I got home that night and realised how flabby I had become. Not physically necessarily (although I haven’t been taking good care of my body), but emotionally and mentally I was thick waisted. I was stressed all the time, five words away from tears and anger, all of my muscles – both physical and mental were slack from lack of use. I had been feeling this for awhile now, but had been able to blame the hard time we had been having for my ‘flabbiness’, but blame really only gets you so far.
So I woke up on Saturday morning, and started to practice meditation and mindfulness again.
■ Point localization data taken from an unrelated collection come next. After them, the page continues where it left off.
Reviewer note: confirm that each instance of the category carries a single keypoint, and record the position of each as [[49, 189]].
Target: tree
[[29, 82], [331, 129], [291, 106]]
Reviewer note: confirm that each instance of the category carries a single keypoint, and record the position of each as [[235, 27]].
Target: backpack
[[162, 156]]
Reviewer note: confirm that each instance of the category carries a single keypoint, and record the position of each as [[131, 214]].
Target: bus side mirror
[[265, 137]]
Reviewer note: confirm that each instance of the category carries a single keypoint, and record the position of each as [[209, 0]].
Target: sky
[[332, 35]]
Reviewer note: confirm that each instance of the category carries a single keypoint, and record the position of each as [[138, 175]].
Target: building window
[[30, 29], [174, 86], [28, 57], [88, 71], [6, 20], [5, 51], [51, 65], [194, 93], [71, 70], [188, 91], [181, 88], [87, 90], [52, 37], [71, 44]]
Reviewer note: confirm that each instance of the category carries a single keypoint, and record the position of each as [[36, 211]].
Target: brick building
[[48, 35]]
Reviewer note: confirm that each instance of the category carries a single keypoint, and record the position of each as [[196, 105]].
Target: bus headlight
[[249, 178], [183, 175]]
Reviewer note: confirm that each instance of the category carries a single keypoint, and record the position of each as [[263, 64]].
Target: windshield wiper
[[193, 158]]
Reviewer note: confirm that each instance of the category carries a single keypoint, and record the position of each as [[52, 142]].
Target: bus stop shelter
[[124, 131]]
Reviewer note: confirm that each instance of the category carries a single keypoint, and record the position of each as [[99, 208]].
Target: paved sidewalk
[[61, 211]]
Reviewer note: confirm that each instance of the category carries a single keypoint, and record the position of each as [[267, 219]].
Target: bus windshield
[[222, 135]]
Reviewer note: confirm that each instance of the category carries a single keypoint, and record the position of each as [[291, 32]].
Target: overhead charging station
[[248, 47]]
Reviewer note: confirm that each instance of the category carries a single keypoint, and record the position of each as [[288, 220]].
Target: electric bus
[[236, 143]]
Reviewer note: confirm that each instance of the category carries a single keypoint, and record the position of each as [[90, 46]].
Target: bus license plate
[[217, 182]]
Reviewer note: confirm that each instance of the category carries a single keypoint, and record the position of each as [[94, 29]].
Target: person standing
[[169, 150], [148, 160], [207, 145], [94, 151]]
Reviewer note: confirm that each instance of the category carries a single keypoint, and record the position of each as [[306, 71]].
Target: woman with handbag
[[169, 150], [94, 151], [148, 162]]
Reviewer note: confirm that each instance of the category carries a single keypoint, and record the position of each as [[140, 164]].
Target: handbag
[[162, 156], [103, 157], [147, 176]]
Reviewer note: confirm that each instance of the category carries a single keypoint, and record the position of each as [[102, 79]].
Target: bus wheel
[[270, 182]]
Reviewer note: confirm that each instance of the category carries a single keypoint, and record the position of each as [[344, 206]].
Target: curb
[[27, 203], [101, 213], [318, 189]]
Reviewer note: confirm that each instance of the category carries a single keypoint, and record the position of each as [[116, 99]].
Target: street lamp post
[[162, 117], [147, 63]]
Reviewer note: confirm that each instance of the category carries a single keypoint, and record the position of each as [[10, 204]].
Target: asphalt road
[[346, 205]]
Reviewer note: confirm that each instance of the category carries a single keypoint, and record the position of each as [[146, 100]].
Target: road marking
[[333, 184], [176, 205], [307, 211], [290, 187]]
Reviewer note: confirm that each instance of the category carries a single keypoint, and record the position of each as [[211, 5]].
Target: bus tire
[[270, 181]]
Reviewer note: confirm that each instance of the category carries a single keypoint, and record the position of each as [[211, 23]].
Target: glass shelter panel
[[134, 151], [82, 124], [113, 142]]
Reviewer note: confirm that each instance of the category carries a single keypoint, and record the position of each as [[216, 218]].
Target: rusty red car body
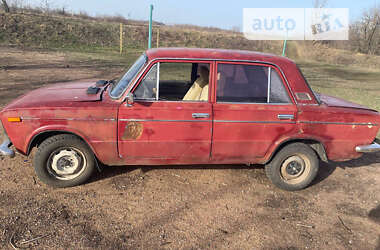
[[164, 132]]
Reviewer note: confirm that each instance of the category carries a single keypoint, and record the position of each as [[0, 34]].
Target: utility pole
[[150, 27], [5, 6]]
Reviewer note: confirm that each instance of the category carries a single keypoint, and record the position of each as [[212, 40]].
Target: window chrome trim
[[67, 119], [339, 123], [257, 122], [219, 60], [263, 103], [217, 121], [160, 120]]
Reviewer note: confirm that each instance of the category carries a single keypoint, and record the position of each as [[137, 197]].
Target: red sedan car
[[189, 106]]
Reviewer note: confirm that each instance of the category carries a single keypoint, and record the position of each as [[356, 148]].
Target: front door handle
[[285, 117], [200, 115]]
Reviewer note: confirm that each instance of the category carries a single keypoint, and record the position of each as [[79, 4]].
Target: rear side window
[[250, 84]]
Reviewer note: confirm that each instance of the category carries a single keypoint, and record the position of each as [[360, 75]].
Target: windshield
[[123, 84]]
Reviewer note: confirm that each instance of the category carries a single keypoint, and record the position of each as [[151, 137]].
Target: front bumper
[[374, 147]]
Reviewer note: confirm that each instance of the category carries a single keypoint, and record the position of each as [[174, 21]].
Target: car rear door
[[253, 110]]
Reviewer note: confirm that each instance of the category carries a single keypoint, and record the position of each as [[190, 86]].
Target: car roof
[[215, 54]]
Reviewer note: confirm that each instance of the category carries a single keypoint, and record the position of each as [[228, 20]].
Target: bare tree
[[5, 6]]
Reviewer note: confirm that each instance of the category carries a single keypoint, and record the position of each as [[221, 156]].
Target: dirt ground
[[190, 207]]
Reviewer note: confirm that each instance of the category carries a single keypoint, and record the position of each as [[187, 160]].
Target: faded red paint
[[162, 132]]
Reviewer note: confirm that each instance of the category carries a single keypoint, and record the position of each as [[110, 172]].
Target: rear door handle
[[285, 117], [201, 115]]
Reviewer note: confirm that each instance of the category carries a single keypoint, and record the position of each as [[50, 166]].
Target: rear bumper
[[5, 148], [374, 147]]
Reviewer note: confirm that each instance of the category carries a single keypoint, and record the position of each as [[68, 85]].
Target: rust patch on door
[[133, 131]]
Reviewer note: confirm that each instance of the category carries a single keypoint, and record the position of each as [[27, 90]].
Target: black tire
[[294, 167], [60, 155]]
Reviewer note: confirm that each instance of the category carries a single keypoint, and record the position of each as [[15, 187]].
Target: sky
[[224, 14]]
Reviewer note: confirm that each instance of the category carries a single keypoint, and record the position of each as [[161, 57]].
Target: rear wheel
[[64, 161], [294, 167]]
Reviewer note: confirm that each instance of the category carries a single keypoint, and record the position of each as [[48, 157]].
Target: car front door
[[253, 110], [162, 126]]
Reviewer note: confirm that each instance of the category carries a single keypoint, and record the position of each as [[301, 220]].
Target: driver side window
[[175, 81]]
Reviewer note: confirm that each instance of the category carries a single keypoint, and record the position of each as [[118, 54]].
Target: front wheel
[[294, 167], [64, 161]]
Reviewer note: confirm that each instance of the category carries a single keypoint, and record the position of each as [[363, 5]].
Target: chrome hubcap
[[66, 163], [295, 169]]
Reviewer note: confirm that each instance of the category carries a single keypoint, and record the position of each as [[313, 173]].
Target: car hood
[[60, 94], [337, 102]]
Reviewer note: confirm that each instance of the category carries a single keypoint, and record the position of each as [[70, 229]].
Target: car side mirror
[[130, 99]]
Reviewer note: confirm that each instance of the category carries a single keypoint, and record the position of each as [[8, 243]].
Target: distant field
[[355, 84]]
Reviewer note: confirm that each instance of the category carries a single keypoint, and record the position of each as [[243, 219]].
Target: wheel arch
[[39, 137], [315, 144]]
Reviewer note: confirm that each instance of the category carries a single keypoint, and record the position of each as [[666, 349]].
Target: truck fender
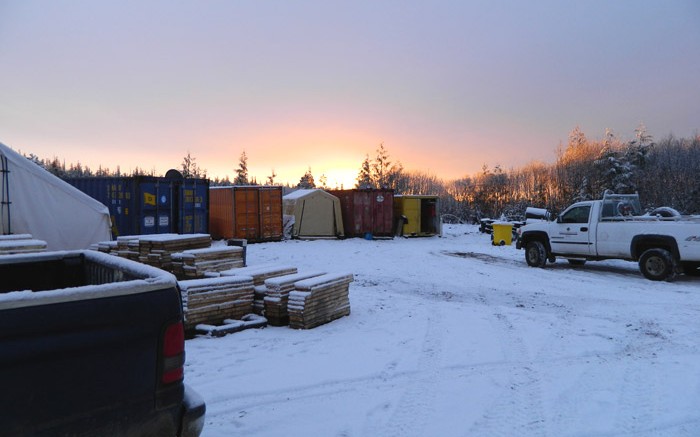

I sat for maybe 7 minutes focussing on my breath, I then did two yoga moves that I used to do daily which are about grounding yourself to the earth, and I must say I felt a lot better.
This morning I did the same thing, but with the help of a Thich Nhat Hanh book I purchased (sometimes consumption is helpful) to guide me through my mindful meditation. As I read his insightful words lights that had long been dimmed started flashing brightly, particular during the reading of one particular story.
Here’s the basics - it is about a man eating a tangerine, he’s eating it piece by piece, enjoying each quadrant. Then he begins talking about future plans, aspirations, intentions and gets so caught up in these thoughts that he stops thinking about the process of eating the tangerine and instead he eats the fruit like a robot would; like an automatic gesture. During that time he stops living, he stops enjoying the fruit, because he is not conscious, he is not mindful.
I am like this man every day of my life. I never focus on enjoying the task I am doing at any given moment, I instead flit from thing to thing, idea to idea and in this way lose myself, lose my life.
This is really what I mean by flabby. I am flabby with too much stuff and no focus, I eat beautiful food without thinking (or I eat not beautiful food at all, just to give me fuel to run to the next thing), I sprint from one thing to the next never enjoying the moments, I exercise just because I should do this, I don’t enjoy the process or experience. And, I keep imagining it will all change when N and I are off in our van together travelling along without any commitments or concerns.
I now see that these commitments and concerns are always present unless we live mindfully, and that I cannot put off living my life this way until it’s convenient, I must live it like this now.